Среди казаков высокий, костистый шагал богатырского вида стрелец Чикмаз – палач яицких стрельцов. С ним безотлучно приземистый, широкоплечий, с бронзовым лицом, на лбу шрам – казак Федька Шпынь.
Оба они пили, обнимались и говорили только между собой.
– Вот соколы! Люблю, чтоб так пили.
Разин, как дорогую игрушку, осторожно обнимал персиянку. Обнимая, загорался, тянул ее к себе сильной рукой, целовал пугливые глаза. Поцеловав в губы, вспыхнул румянцем на загорелом лице и снова поцеловал, бороздя на волосах ее голубую шапочку, запутался волосами усов в золотом кольце украшения тонкого носа персиянки. Уцепил кольцо пальцами, сжав, сломал. Золото, звякнув о край братины, утонуло в вине.
– Господарь… иа алла! – тихо сказала девушка.
– Наши жены так не носят узорочье! А что же, старый? Гей, играй бувальщину!

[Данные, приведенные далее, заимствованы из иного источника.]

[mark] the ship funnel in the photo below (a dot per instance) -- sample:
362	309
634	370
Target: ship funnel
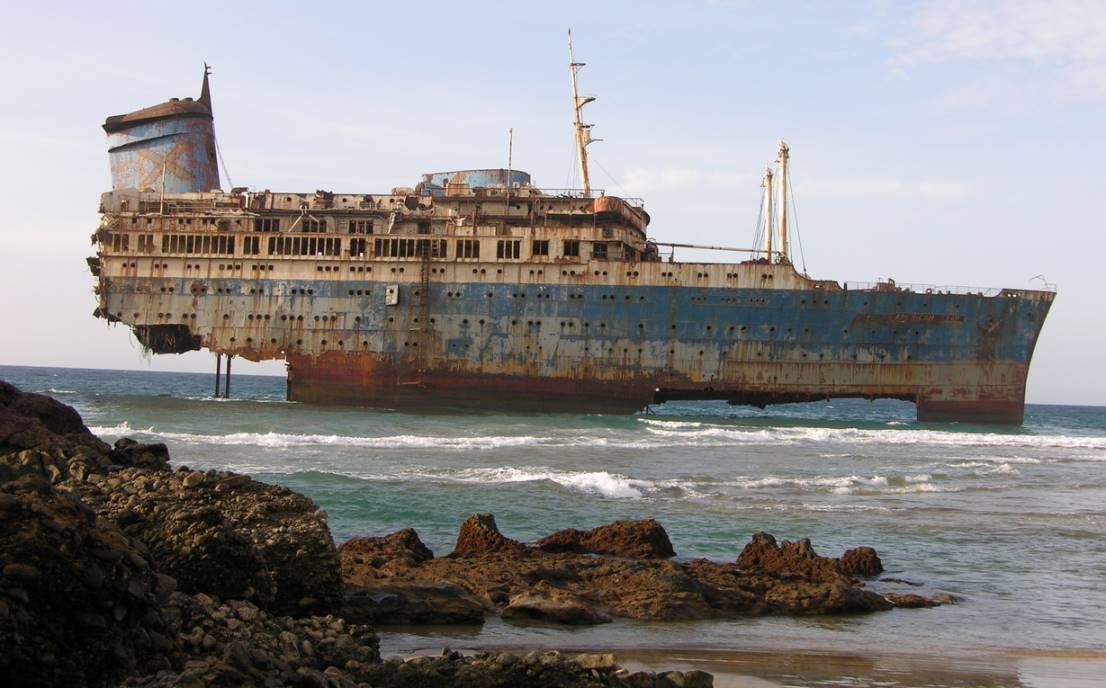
168	147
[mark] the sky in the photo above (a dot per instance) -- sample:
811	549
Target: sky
947	143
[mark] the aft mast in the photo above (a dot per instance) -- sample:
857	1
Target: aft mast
583	131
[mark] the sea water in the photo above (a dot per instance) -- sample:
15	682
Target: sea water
1012	520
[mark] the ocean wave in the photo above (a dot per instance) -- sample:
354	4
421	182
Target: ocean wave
842	485
989	468
121	429
695	433
604	483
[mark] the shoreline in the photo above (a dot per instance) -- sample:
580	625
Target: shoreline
124	482
748	668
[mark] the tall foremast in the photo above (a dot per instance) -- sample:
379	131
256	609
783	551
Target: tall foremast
784	154
583	131
768	212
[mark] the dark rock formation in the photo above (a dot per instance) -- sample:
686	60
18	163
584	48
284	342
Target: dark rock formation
643	539
407	603
480	535
79	600
549	669
221	533
552	604
235	643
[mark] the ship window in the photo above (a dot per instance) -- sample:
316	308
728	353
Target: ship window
468	248
508	248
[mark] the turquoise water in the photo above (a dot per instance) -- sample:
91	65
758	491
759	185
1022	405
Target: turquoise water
1011	520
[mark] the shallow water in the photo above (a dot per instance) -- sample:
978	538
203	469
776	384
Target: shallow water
1012	520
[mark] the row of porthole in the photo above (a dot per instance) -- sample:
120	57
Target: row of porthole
882	355
169	315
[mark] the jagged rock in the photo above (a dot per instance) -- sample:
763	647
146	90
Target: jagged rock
252	541
763	554
862	562
404	543
646	589
914	601
480	535
642	539
136	455
90	600
59	418
909	600
407	603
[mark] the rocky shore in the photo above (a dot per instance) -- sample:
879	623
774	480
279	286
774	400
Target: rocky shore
116	569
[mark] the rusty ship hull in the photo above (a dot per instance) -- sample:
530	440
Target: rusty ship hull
476	289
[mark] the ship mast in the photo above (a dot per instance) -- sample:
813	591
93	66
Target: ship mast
782	160
769	219
583	131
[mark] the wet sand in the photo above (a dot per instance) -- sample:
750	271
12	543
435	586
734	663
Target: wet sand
733	668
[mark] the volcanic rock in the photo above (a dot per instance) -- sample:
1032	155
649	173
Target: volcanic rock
480	535
862	562
642	539
763	554
550	604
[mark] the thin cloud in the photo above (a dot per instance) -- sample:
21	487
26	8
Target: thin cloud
1045	42
886	187
645	180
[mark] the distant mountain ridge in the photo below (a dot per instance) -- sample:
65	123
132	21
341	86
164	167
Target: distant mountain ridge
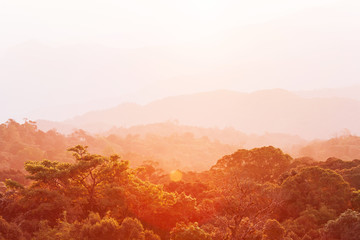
276	111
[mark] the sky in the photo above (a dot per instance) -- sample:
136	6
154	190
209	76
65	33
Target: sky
60	58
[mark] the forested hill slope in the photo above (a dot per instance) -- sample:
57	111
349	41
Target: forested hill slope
263	111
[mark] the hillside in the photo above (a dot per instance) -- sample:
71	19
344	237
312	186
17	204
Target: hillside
274	111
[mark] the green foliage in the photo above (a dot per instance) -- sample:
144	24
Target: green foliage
9	231
345	227
273	230
190	231
11	184
315	187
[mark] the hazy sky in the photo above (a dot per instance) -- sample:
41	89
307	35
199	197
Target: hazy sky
55	53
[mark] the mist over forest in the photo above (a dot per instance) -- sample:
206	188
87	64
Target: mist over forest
179	120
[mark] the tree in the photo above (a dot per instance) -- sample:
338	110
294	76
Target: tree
273	230
262	165
315	187
345	227
190	231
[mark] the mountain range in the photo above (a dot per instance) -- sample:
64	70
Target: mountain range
274	111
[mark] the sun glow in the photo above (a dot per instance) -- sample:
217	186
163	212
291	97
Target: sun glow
175	176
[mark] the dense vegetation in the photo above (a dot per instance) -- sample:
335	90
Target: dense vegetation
254	194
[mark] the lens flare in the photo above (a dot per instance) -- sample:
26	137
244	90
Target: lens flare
175	176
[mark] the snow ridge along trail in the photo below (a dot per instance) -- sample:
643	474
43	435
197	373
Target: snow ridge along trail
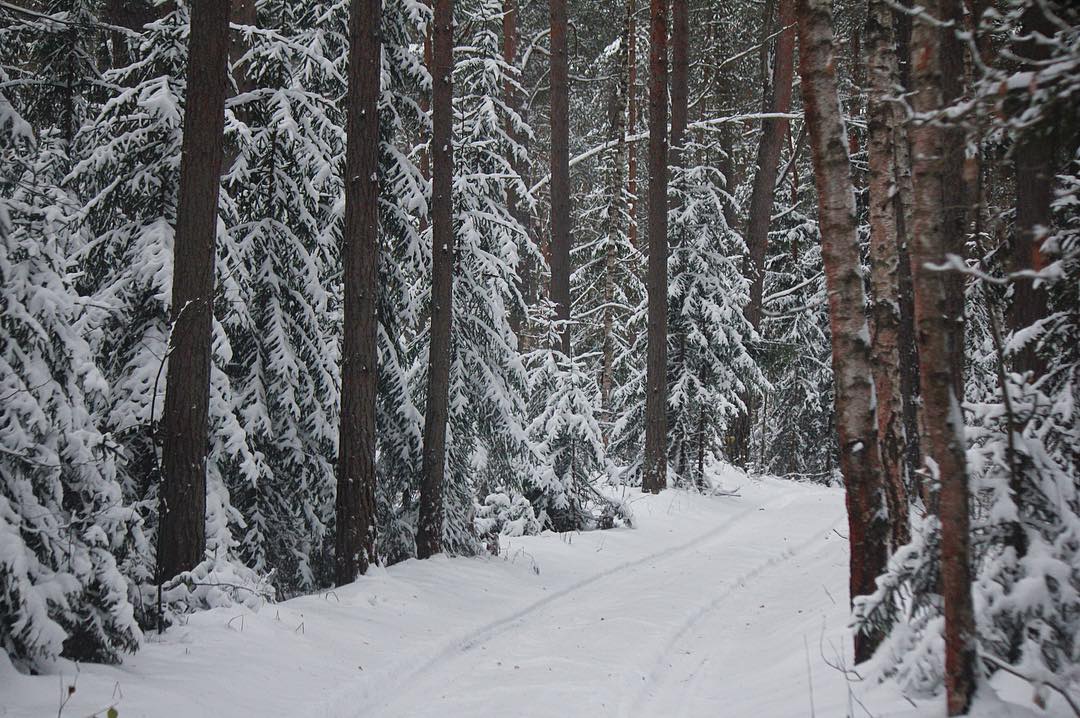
713	606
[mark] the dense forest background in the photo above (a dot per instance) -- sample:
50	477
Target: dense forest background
785	247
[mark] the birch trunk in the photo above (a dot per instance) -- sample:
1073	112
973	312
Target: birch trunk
855	420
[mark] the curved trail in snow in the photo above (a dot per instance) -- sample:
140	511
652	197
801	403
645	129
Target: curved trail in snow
618	641
489	631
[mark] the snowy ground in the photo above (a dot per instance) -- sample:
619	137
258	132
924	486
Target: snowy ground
713	606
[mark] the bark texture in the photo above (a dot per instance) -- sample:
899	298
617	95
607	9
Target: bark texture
429	537
855	421
559	173
655	476
886	215
937	338
181	538
354	547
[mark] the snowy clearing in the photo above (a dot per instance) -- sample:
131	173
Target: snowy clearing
713	606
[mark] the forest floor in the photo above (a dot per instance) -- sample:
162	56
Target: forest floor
719	606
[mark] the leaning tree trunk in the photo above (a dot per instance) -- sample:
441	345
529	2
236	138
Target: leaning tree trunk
181	536
354	547
655	476
886	222
559	174
764	193
940	346
851	352
429	536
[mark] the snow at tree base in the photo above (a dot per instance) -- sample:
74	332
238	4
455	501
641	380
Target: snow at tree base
579	357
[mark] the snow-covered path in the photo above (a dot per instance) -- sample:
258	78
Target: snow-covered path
648	636
713	606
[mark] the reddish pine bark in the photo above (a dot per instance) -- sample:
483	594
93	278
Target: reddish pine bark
655	476
937	339
855	420
429	537
559	173
354	544
886	221
181	537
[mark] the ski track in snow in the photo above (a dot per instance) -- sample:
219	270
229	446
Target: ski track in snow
485	633
712	607
460	659
660	679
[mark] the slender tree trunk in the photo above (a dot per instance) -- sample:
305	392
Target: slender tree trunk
355	493
886	220
680	68
429	538
937	339
655	476
1034	160
181	537
617	119
632	118
855	420
764	192
559	173
763	195
513	99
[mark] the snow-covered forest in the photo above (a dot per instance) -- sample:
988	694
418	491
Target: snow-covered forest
584	357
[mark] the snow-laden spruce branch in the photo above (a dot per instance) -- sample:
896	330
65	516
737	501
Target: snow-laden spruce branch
636	137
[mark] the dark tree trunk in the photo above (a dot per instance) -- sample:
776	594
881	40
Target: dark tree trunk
680	68
655	476
939	349
181	537
885	213
1034	160
773	132
355	495
617	119
908	351
429	538
559	174
764	192
855	422
632	118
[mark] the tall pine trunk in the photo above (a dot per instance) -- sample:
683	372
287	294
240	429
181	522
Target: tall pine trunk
181	537
939	349
886	212
429	537
632	118
855	422
354	546
655	476
559	173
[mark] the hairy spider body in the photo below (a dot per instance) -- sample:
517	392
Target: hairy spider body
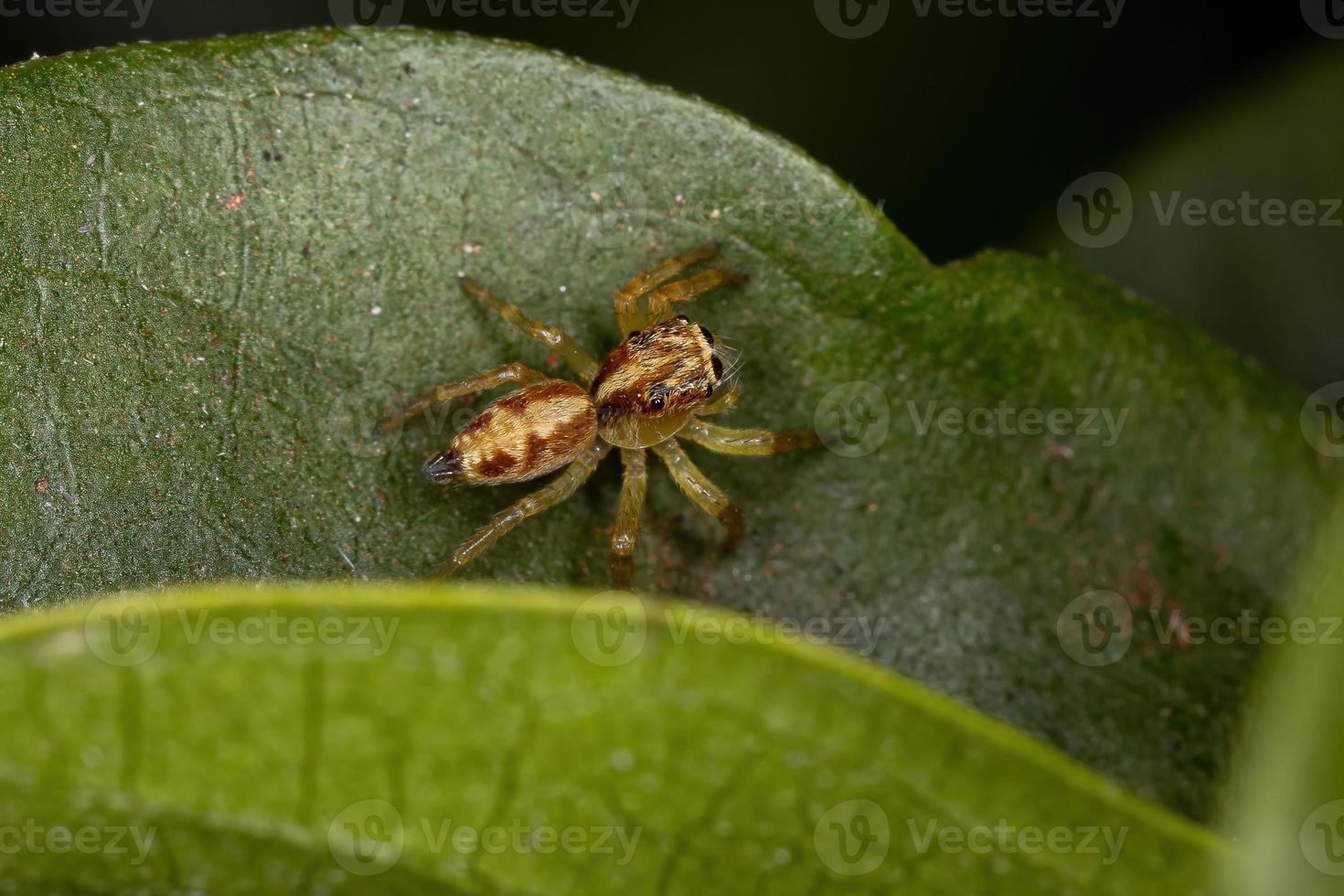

Старику еще налили чару водки; он, кланяясь, мотался на ногах и, падая, сел, щипля деревенеющей рукой струны домры, продолжал:
– Эх, соколы! Ладно, Петра, – добро, пьем!.. Взбудили меня от мертвого сна.
В вечерней прохладе все шире пахло олеандром, левкоем и теплым ветром с водой. Дремотно, монотонно с берега проплыл четыре раза повторенный голос муэдзина:
– Аллаху а-к-бар![34]
Голубели мутно далеко чалмы, песочные плащи двигались медленно, будто передвигались снизу песчаные пласты гор, – мусульмане шли в мечеть.
Слыша голос муллы, зовущий молиться, персиянка сжалась, поникла, как бы опасаясь, что далекие соотечественники увидят ее открытое лицо.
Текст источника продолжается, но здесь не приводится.